The Philippines, a collection of more than 7000 tropical islands in the Pacific, has been gaining a lot of popularity as an expat destination for more than a decade now. This country boasts friendly people, modern infrastructure, low living costs and warm climate. There is also plenty to see and do for people of all ages.
However, moving to a new place isn’t a piece of cake. Most of the time, settling down in a foreign land takes some getting used to and this island country is no exception.This article lists five Pinoy customs that most foreigners are unaware of until they actually visit the Philippines.
Close family ties
Family is probably valued above everything else by Filipinos.
It is very common to see the younger family members live with (or very close to) their parents, uncles, aunts and grandparents even after they get married and have children. Many men and women take up jobs in the cities while their kids are raised by the family members in the provinces. Almost all Filipino families are therefore very tight-knit.
You won’t see locals living in retirement homes as most of the elderly people are taken care of by the younger members in the family after they retire. There is a strong sense of obligation to take care of not just parents and grandparents, but also uncles, aunts, in-laws and other extended family members. Many of them would quit their jobs and move to another province or city to care for the elders without thinking twice.
People between the ages of 21 and 25 also need to get their parents’ advice in order to get married. If the parents aren’t in favor, the marriage license is only issued after 3 months of publishing the application. While this doesn’t bar anyone from getting married, it gives them time to either change their mind or get their parents’ approval.
The Philippines is predominantly a Catholic country and religion is a very important aspect of their culture. The locals usually make it a point to attend Mass every week.
However, some of the traditional Catholic customs have been integrated with Filipino beliefs. One tradition that is quite shocking to foreigners is “Penitensya”, also known as “act of penance”. During this spectacle some of the penitents get their backs whipped to reenact Jesus’ suffering. Some even choose to be crucified.
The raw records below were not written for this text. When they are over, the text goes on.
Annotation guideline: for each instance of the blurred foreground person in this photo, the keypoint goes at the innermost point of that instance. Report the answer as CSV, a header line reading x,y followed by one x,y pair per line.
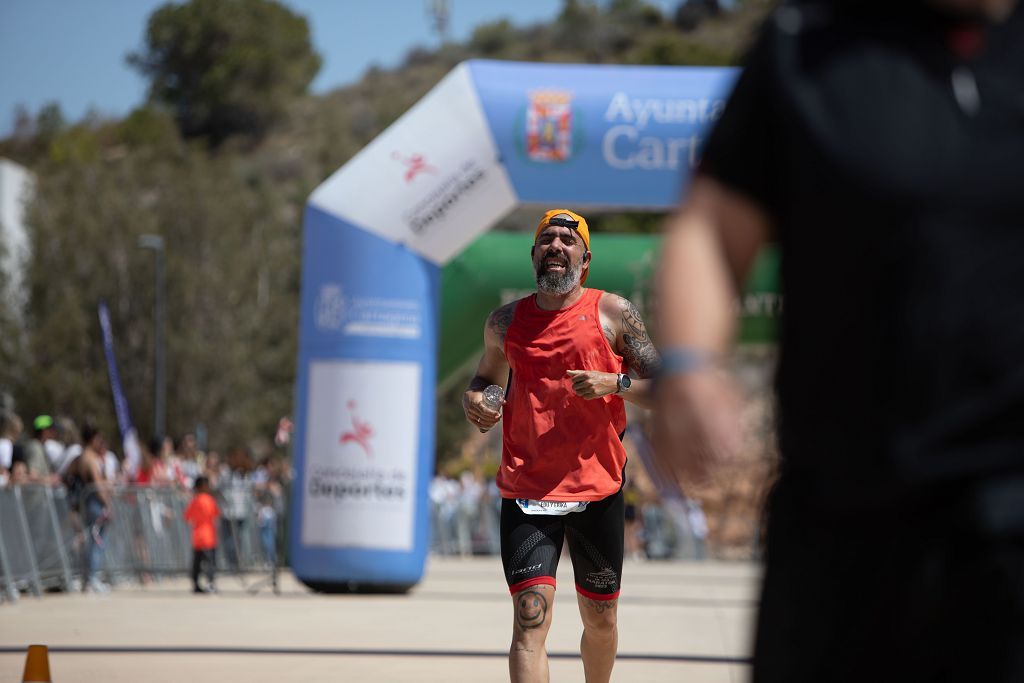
x,y
89,492
567,350
882,145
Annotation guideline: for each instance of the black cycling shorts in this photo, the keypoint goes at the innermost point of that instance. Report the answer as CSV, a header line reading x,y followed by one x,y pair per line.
x,y
532,544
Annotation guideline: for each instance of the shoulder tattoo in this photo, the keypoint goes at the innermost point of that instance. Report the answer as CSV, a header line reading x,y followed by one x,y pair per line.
x,y
501,318
639,351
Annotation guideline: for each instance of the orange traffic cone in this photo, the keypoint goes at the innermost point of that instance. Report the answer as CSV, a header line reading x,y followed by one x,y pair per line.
x,y
37,665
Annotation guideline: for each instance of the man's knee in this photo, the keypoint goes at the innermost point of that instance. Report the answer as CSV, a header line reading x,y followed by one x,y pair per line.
x,y
531,612
600,617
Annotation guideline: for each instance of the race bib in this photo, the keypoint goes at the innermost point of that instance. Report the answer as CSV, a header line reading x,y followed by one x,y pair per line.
x,y
531,507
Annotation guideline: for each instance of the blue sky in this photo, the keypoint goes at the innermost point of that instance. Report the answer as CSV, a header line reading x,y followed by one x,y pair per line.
x,y
73,51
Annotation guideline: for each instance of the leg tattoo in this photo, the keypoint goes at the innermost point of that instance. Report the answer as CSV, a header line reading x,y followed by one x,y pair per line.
x,y
530,609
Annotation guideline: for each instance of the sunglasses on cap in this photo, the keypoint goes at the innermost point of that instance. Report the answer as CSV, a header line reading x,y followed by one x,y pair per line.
x,y
564,222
The Holy Week is a very important part of the local culture. It has also become a tourist attraction, which is officially endorsed by the government. While outsiders are sometimes appalled by the actions of the locals, they should keep in mind that the ritual is completely voluntary. Some of the more religious foreigners even join the festivities.
Christmas in September
Another Catholic custom that the locals observe religiously is the Yuletide season. Again, they have added some of their own cultural traditions to it.
One of the local Christmas traditions celebrated in the Philippines includes Simbang Gabi or Night Mass, where the Catholics attend 9 consecutive services leading up to Christmas Eve. According to folklore, doing this ensures that a person’s wish is granted.
The Filipinos probably have the longest Christmas celebration in the world as the festivities begin in September and go on up until the first Sunday of January. By the first week of September, you’ll see most public establishments and houses decorated. Many foreigners wonder if Christmas has arrived early as they hear carols in malls and hotels.
Pagmamano or Mano Po can be described as a common gesture in the Filipino culture, which is performed to show respect to the elders. It is also a way to seek blessings from others. Literally translated, this term means “your hand please”.
From an early age, children are taught to offer their right hand to their elders and say “Mano Po”, which initiates this gesture. They then place the elder person’s hand to their forehead
Hiya or the concept of Shame is a huge factor that motivates much of the Filipino behavior. It can be described as a sense of propriety in a social environment.
Simply put, the Filipinos believe that they have to live up to acceptable standards of behavior and if they fail, they bring shame upon themselves as well as their family. For example, people may spend a lot more than they can afford on a wedding, only to save face.
The locals are also careful of making sure that others don’t lose face in public. They may therefore agree with you even if they don’t really want to. In fact, saying no is very difficult for most Filipinos.